Abstract. We examined published studies from the United States,
Europe, and Latin America to better understand geographic and temporal
variability in the epidemiology of invasive pneumococcal disease (IPD) in young
children. A comparison of IPD incidence levels reported for children <5 years of
age within the United States (CDC) surveillance system over the past 5 years
revealed little variation over that time period. Within the Danish national
surveillance system, a 3-4 fold increase in bacteremic IPD in that age group was
reported over the past 15 years.
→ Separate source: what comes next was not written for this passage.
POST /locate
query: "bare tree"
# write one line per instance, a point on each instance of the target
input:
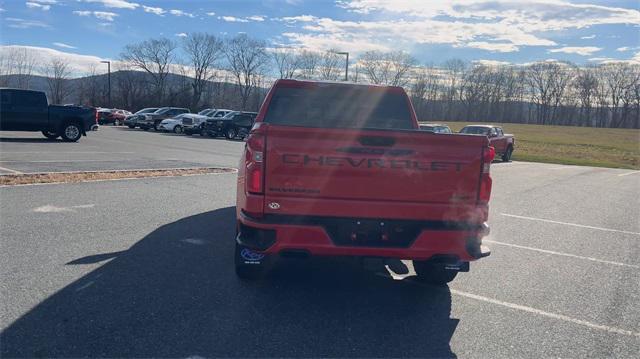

Nonetheless, the United States IPD incidence
remains 4-8 fold higher than that reported for Denmark or other Western European
countries. A retrospective analysis at one North American hospital spanning 40
years indicated that the seven serogroups represented in the licensed
pneumococcal conjugate vaccine (4, 6, 9, 14, 18, 19, 23) consistently comprised
80%-90% of all serogroups causing IPD in young children. More recent
retrospective comparisons in Spain, the United Kingdom, France, Belgium, and
Denmark suggest modest increases in vaccine serogroup coverage over the past
10-20 years. However, in European children vaccine serogroups consistently
account for 10%-20% less of the overall IPD burden as compared to North American
children. Conclusion: factors that likely underlie a significant
proportion of these apparent temporal and geographic differences include
variability in blood culturing rates, in antibiotic resistance levels, and in
the precise age distributions of the populations studied.